Autant dire que l’ambiance était au beau fixe, Ludo s’étant embrouillé avec Su Gi. La dernière semaine, j’ai été muté dans la « packing line » de C. Plus de caisses à porter, le bonheur ! Et pour mon dernier jour au petit matin, ils m’ont mis à l’ouverture et vidage des poissons. Certains poissons ne sont pas « standards » et ne passent pas dans la machine à vider le poisson, du coup ils sont vidés manuellement. Hmmm merci le cadeau, j’ai failli remplir le poisson avec mon petit déj. J’ai fait une heure et j’ai fui au grand désespoir de la responsable, mais hé c’était le dernier jour…

Les bons souvenirs de R.

Heureusement que j’avais Su Gi, avec qui j’ai bien sympathisé. Je peux maintenant insulter n’importe quel coréen dans sa propre langue, peut être que ça me servira un jour... Lui aussi a appris les classiques « putain » « trou du cul » et « caca ». C’est ça le voyage, un échange culturel…Faut bien se détendre entre deux caisses à porter. Et puis il y avait Ludo le français of course, parler français de temps en temps est agréable.

Les records d’heure et de fric

Je crois que jamais nous n’avons travaillé autant et gagné autant d’argent en si peu de temps. Un peu plus de 4000$ chacun en un mois (soit 2000€). Ça paye le travail de nuit avec certaines heures à 10€ net de l’heure, idem pour les heures du dimanche. Et oui certaines semaines, on travaillait 7j/7 si voulu. C’est comme ça que l’on a fait une semaine de 72h en travaillant samedi et dimanche. Surtout que l’on a du coup enchaîné 9 jours de boulot d’affilée. Mais ça nous convenait à merveille, vu que l’objectif était de se faire beaucoup d’argent en peu de temps, mission accomplie ! Heureux d’avoir fini, l’ambiance devenait pesante et les articulations de nos mains s’en souviennent encore. Ah le majeur qui se déboîte en pleine nuit hmmm.

La semaine type de boulot

Nous sommes devenus des « no life » en très peu de jour. Quand on se lève à 1h du matin et que l’on finit le travail entre 14h-16h et que l’on doit se coucher vers 17h, le temps nous est compté ! Se doucher, faire les courses, faire à manger (surtout dans un VAN c’est lent) étaient nos seuls loisirs.

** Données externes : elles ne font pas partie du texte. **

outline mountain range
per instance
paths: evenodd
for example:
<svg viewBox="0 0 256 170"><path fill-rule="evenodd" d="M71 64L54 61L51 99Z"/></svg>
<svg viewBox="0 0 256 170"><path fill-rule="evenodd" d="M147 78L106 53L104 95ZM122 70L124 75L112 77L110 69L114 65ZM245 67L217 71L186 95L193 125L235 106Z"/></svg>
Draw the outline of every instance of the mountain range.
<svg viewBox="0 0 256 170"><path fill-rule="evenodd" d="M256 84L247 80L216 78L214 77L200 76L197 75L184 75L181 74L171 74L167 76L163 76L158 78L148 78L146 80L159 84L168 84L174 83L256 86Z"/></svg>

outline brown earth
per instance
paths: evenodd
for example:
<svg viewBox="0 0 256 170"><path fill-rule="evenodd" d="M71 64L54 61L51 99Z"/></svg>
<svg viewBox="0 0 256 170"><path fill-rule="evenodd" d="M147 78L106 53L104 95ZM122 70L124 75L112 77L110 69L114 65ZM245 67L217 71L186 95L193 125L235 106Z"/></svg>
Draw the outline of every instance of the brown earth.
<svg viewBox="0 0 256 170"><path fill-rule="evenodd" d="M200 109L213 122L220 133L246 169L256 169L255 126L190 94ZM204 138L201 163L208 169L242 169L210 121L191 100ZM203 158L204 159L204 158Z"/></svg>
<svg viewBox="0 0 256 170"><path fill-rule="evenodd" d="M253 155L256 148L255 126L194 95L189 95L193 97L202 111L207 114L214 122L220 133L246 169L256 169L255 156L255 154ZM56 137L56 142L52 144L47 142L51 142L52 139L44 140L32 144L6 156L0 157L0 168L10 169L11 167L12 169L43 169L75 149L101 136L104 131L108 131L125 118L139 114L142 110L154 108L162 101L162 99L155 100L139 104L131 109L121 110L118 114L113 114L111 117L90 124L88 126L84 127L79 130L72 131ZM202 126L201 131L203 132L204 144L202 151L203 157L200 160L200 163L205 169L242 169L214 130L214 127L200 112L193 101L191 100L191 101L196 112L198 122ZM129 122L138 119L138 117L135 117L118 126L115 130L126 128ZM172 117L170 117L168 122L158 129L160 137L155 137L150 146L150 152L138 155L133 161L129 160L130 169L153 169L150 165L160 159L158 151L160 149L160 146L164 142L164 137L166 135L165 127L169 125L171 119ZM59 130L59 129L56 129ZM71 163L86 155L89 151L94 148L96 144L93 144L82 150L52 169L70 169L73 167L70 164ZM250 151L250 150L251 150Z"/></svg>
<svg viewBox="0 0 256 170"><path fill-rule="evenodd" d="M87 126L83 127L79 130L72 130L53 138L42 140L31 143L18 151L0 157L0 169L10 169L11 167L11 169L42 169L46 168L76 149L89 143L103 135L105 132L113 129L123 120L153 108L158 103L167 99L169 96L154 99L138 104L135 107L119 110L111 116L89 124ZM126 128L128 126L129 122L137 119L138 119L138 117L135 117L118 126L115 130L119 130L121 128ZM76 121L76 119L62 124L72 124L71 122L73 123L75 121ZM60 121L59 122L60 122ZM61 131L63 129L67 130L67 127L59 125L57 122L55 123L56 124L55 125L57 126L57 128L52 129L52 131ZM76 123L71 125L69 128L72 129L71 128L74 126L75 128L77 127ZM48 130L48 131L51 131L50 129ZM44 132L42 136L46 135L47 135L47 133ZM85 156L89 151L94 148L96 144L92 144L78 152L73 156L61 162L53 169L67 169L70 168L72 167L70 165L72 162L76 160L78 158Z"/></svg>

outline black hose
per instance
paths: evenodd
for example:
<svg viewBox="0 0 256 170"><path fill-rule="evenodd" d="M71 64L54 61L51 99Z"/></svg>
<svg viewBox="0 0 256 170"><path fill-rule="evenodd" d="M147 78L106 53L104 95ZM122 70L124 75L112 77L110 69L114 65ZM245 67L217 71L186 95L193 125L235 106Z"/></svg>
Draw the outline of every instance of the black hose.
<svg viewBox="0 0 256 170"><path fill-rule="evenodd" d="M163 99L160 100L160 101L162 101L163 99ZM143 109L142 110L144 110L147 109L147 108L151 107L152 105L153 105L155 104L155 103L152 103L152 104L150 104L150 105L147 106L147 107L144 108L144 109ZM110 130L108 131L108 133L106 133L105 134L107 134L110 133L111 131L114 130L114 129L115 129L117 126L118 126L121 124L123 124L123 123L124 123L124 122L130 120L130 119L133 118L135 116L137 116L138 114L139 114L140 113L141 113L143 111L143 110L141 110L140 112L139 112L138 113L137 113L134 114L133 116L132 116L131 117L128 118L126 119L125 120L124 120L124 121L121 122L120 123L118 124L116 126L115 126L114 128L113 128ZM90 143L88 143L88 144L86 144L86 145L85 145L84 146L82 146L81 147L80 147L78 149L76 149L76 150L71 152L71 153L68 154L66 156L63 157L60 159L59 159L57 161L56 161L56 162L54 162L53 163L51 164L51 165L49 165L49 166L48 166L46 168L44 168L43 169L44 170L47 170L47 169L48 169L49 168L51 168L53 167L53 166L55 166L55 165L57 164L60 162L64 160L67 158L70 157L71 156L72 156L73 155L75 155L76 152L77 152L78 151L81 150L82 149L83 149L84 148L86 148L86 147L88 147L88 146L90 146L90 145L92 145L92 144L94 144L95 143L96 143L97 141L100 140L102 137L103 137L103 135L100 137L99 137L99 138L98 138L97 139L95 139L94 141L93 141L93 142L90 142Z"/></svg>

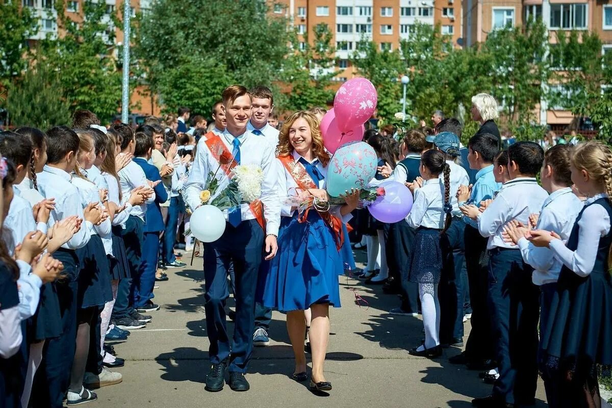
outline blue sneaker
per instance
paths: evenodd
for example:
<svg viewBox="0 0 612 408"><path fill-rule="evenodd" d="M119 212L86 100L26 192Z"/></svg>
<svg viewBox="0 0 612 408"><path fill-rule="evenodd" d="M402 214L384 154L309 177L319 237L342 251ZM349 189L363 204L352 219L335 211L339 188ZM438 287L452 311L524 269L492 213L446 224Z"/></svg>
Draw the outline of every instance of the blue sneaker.
<svg viewBox="0 0 612 408"><path fill-rule="evenodd" d="M253 345L255 347L264 347L270 345L270 338L267 332L263 327L257 327L253 333Z"/></svg>
<svg viewBox="0 0 612 408"><path fill-rule="evenodd" d="M116 330L117 332L119 333L119 334L122 335L124 336L129 336L130 335L132 334L131 333L130 333L130 330L124 330L122 328L119 328L117 326L113 327L111 331L112 332L113 330Z"/></svg>

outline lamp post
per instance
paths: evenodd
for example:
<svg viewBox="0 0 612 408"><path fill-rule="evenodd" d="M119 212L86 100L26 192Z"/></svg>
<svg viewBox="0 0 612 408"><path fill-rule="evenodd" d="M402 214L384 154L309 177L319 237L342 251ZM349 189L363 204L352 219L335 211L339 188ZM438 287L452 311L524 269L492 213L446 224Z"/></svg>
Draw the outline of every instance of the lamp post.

Heureusement qu’il y avait quelques petits bouiboui aux alentours.

Nôtre hôtel

Nous avons dormi pendant un mois sur l’aire de camping à 100m du boulot. Super panorama Et pas cher quand on sait garer le VAN un peu derrière pour ne pas être visible par le mec qui vient faire payer chaque soir. On ne va quand même pas payer pour une aire de camping qui ne fournit ni douches, ni cuisine…Mais qu’est ce que c’était beau.



On y a très bien dormi. Dormir le jour n’a pas posé problème, l’été tasmanien n’est pas spécialement chaud. 20° comme pic de température les deux premières semaines puis deux ou trois incursions vers les 30° (températures exceptionnelles pour le sud de la Tasmanie). Et sur la fin, nous avons dormi sur le parking du boulot, garé juste à côté de la bagnole du manager de l’usine.

Vivre à l’usine

En tout cas, je pense que notre façon de vivre aura marqué les esprits…En plus de dormir juste à côté du boulot sur une aire de repos, après le travail nous prenions notre douche à l’usine et nous mangions dans la salle de repos et parfois rechargions le PC.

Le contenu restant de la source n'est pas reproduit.